Reading reviews written by Milo during his time at The Tab is somewhat reminiscent of a supervillain origin story. What Leslie Jones, Hillary Clinton and ‘libtards’ everywhere have been dealing with for the last six years, the thesps of Cambridge dealt with first. The beginnings of his deliberately provocative tendencies are apparent in his scathing reviews, so read on for the lowlights of Milo Yiannopoulos’ Tab career.

Milo on The Sound of Music Sing A Long

‘I have never been so ashamed to be in an audience as I was last night. It almost made me sorry to be alive.’

‘Imagine a panto for potty-mouthed, sex-obsessed Bridget Jones readers, with a budget Sue Pollard in a monstrous frock roped in to “get the party started” with crass innuendo and some off-key singing.’

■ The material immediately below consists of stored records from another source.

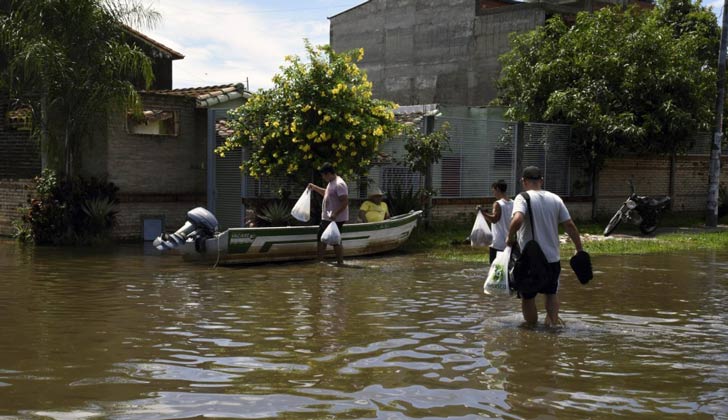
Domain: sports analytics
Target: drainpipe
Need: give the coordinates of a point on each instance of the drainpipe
(711, 211)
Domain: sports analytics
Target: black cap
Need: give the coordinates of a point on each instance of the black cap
(581, 264)
(532, 172)
(327, 168)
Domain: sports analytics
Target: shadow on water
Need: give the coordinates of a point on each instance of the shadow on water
(128, 333)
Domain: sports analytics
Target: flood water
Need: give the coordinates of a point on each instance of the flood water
(125, 333)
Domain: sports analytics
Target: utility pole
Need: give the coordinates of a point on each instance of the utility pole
(711, 214)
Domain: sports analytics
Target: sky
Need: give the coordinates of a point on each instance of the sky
(231, 41)
(245, 41)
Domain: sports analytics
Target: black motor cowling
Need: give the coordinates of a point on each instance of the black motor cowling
(200, 225)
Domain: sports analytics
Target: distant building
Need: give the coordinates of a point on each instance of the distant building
(446, 52)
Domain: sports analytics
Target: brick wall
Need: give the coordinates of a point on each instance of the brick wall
(158, 175)
(651, 176)
(12, 196)
(129, 219)
(20, 155)
(158, 164)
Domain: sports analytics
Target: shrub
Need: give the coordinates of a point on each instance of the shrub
(77, 211)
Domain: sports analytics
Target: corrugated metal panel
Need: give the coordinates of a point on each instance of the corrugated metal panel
(482, 152)
(547, 146)
(228, 188)
(703, 143)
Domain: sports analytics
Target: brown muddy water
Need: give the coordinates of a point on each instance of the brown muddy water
(125, 333)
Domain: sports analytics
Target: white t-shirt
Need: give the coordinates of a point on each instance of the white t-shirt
(500, 228)
(548, 212)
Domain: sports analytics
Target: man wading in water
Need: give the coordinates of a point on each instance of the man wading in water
(548, 212)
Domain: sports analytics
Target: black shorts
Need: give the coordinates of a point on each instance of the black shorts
(322, 227)
(551, 287)
(493, 253)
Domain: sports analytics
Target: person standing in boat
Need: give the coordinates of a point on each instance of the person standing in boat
(500, 218)
(335, 207)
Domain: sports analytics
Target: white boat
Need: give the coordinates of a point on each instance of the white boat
(286, 243)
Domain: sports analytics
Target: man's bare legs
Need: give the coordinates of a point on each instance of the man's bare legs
(530, 314)
(339, 254)
(552, 310)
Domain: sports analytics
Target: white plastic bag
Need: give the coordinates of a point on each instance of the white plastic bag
(331, 235)
(302, 210)
(497, 281)
(481, 234)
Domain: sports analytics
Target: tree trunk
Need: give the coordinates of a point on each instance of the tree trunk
(595, 191)
(44, 143)
(429, 123)
(673, 173)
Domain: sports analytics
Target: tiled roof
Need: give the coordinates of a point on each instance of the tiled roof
(171, 54)
(208, 95)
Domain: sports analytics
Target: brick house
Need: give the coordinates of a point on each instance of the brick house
(158, 162)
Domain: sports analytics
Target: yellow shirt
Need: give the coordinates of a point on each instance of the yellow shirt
(374, 212)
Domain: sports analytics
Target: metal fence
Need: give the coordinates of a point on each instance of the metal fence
(483, 151)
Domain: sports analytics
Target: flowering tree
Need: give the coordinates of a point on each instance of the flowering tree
(320, 110)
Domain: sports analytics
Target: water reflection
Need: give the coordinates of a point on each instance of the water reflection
(128, 334)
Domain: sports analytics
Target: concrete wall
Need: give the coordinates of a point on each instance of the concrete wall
(418, 51)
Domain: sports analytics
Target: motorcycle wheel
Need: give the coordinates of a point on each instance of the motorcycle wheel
(613, 223)
(647, 229)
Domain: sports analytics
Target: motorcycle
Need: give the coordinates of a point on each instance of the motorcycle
(640, 210)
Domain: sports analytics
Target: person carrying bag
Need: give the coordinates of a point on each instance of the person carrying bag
(538, 266)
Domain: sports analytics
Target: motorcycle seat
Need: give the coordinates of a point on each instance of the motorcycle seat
(660, 201)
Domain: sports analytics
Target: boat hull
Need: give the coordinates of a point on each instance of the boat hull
(289, 243)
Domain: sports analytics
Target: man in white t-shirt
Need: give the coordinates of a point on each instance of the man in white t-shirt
(548, 212)
(334, 209)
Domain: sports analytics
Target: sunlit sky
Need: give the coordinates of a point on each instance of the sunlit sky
(230, 41)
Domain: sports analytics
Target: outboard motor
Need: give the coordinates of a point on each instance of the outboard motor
(200, 225)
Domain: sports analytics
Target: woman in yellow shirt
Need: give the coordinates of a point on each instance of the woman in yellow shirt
(374, 209)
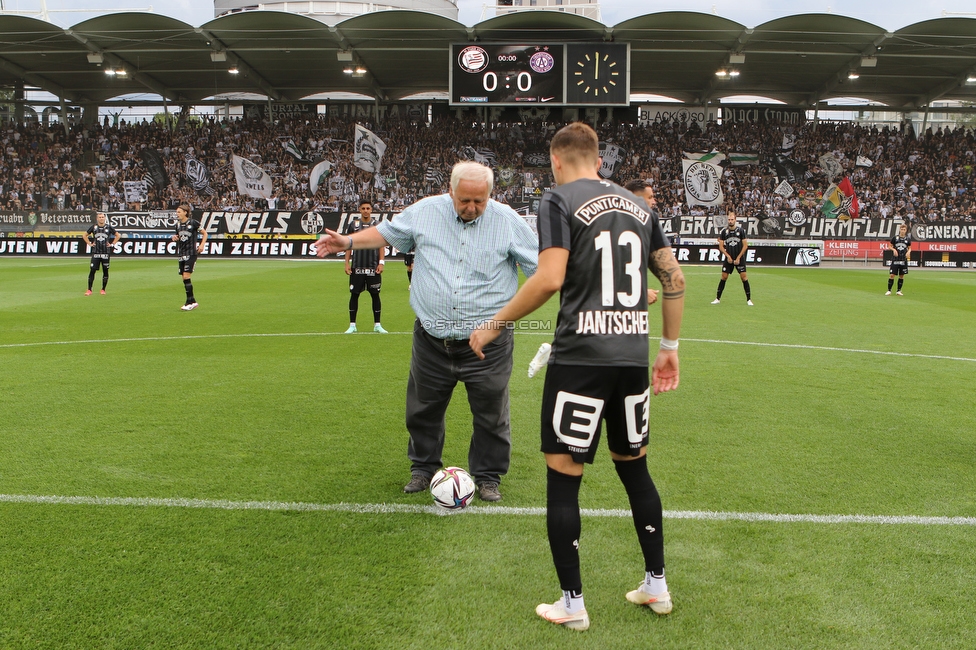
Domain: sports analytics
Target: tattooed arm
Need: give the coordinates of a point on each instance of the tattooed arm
(664, 373)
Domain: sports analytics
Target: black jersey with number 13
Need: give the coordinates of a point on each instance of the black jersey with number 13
(609, 233)
(732, 238)
(186, 233)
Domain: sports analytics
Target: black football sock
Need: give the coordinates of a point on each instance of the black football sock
(563, 526)
(353, 307)
(645, 504)
(377, 306)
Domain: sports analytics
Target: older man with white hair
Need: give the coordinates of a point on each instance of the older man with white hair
(468, 249)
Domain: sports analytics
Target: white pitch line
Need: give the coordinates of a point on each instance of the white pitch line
(548, 334)
(399, 508)
(830, 349)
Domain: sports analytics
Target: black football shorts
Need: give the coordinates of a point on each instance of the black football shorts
(576, 399)
(365, 280)
(187, 263)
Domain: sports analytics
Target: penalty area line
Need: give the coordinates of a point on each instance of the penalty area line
(398, 508)
(191, 337)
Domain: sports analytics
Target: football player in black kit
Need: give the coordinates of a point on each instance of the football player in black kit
(187, 230)
(97, 237)
(364, 266)
(596, 243)
(732, 242)
(901, 250)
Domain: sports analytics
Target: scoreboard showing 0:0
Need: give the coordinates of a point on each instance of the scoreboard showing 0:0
(487, 73)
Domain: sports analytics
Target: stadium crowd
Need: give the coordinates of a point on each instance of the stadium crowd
(44, 168)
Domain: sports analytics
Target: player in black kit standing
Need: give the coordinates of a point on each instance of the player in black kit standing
(732, 242)
(97, 237)
(596, 243)
(901, 250)
(364, 267)
(187, 230)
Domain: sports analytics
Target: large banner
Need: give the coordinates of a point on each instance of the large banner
(777, 253)
(755, 113)
(677, 113)
(279, 110)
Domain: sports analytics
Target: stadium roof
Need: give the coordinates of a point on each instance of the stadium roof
(800, 60)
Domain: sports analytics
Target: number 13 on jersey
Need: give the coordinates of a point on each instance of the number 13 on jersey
(630, 291)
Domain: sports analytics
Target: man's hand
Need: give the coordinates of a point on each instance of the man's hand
(482, 336)
(331, 242)
(664, 373)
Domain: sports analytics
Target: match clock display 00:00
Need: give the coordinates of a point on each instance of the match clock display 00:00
(597, 73)
(506, 74)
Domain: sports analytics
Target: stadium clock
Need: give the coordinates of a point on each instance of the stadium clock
(494, 73)
(597, 73)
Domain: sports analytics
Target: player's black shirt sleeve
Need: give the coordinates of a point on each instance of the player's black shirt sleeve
(553, 223)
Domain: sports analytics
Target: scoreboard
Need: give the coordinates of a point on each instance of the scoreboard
(502, 74)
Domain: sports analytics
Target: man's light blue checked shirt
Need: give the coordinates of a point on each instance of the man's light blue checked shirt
(463, 272)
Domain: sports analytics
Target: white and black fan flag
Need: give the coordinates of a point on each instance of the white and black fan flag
(292, 150)
(612, 159)
(251, 179)
(155, 174)
(434, 176)
(198, 176)
(483, 156)
(368, 150)
(135, 191)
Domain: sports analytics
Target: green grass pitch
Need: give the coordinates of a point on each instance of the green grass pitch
(826, 398)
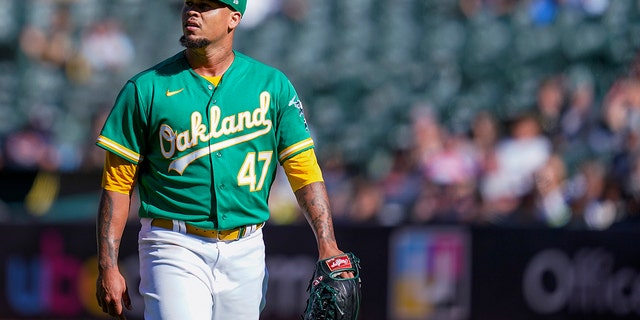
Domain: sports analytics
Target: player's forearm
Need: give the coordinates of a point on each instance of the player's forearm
(314, 202)
(112, 217)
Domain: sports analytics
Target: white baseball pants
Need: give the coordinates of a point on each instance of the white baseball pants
(196, 278)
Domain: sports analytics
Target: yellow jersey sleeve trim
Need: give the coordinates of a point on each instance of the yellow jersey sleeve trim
(284, 154)
(120, 150)
(302, 169)
(119, 175)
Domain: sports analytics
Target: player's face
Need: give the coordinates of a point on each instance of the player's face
(205, 22)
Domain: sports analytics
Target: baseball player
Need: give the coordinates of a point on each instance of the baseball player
(201, 135)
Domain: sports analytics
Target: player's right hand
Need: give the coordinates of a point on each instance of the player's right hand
(112, 293)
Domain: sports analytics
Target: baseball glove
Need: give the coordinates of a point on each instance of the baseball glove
(332, 297)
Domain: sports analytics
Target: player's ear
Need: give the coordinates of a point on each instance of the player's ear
(234, 19)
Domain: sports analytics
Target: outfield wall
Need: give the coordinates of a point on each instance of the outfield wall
(418, 272)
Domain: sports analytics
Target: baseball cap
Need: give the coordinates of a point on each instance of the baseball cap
(238, 5)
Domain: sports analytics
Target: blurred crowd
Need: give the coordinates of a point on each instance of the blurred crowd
(568, 156)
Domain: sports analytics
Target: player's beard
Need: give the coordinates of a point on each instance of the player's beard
(197, 43)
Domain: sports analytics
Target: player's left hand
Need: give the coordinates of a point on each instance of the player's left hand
(112, 294)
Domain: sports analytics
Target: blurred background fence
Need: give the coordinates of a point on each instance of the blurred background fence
(516, 114)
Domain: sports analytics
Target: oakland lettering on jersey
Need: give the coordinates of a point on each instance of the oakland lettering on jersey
(170, 140)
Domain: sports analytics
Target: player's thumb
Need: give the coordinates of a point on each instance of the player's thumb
(126, 300)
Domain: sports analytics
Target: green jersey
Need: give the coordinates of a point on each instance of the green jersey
(205, 154)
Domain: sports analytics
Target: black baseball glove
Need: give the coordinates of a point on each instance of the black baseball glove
(330, 296)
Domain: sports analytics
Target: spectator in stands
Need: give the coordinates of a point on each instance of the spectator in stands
(517, 157)
(550, 103)
(550, 198)
(53, 44)
(106, 47)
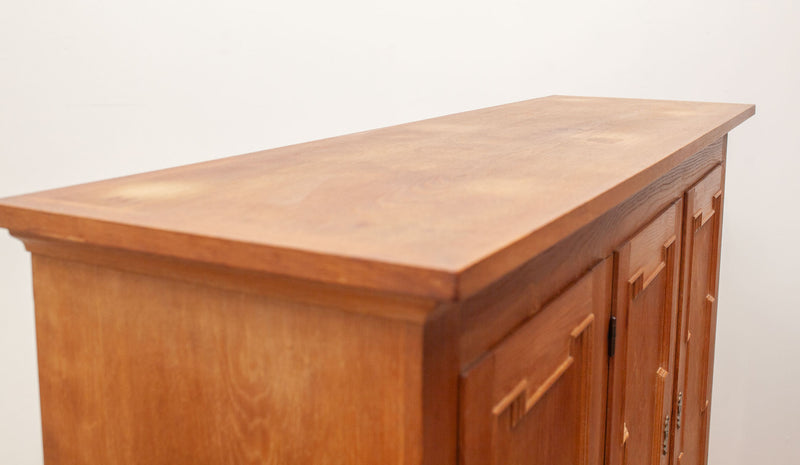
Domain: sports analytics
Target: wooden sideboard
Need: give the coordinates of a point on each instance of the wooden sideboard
(533, 283)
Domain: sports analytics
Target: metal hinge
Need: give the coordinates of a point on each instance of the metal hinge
(612, 336)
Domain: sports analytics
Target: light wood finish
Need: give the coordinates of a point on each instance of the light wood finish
(646, 308)
(441, 207)
(703, 228)
(491, 314)
(539, 396)
(435, 293)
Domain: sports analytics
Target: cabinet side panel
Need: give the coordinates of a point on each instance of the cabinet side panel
(137, 369)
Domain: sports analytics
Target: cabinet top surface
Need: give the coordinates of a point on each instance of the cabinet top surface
(408, 208)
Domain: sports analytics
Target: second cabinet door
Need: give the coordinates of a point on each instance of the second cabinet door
(646, 303)
(539, 397)
(698, 320)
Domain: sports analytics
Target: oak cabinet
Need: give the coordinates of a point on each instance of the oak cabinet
(703, 221)
(540, 395)
(528, 284)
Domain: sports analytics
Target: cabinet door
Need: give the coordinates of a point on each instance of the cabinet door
(646, 302)
(698, 319)
(539, 397)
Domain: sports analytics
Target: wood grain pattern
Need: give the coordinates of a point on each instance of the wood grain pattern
(539, 397)
(438, 208)
(695, 354)
(489, 315)
(136, 369)
(434, 293)
(642, 371)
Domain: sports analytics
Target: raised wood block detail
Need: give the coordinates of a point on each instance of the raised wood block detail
(527, 284)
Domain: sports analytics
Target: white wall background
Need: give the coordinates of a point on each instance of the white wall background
(92, 89)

Milo, clearly, at Cambridge

Milo on Diana Vickers 

‘But let’s give the girl her dues. She still has the power to surprise. I was surprised, for example, that people were prepared to queue for over half an hour to be sure of a place near the stage (the thought of Diana Vickers keeping a crowd waiting is ridiculous).’

‘I was surprised too at the lack of improvement in her vocals (no, honey: a few pips and honks don’t compensate for being unable to hold a tune). More than anything, I was surprised at – how do I put this delicately? – how well-fed she looks these days. Diana, love, that inevitable coke habit can’t come soon enough.’

It’s ok Di, hug it out with Cheryl

Milo on Selwyn Snowball

‘I know it’s not done to speak ill of the dead, but the Selwyn Snowball is a zombie that needs its head chopped off.’

‘The theme of last night was “Monopoly”. But the only monopolies at Selwyn were on boredom, bad planning and sub-standard entertainment. Deeply, deeply, deeply disappointing.’

The zombie lives on

Milo on a Footlight’s Smoker

‘Every Smoker is identical to the last. The same acts, the same jokes, the same fucking ukulele. I can barely be bothered to comment on this one. Even the female acts have me outmanoeuvred: once they’ve come off stage, there’s no room to wheel out a trademark misogynistic quip, because they’ve done all the work for me with sets that hang off little more than how crap it is to be a woman. Yeah, I suppose it must be. Get over it.’

‘But like I said, it’s the audience that’s the real problem. Laugh at good comedy, by all means. But that screeching from the man in E5, at little more than the expectation of humour, drove me barking bloody mad. (Then again, starting a show at 11pm – when most of us are already half cut – is a recipe for obnoxious hyenas.)’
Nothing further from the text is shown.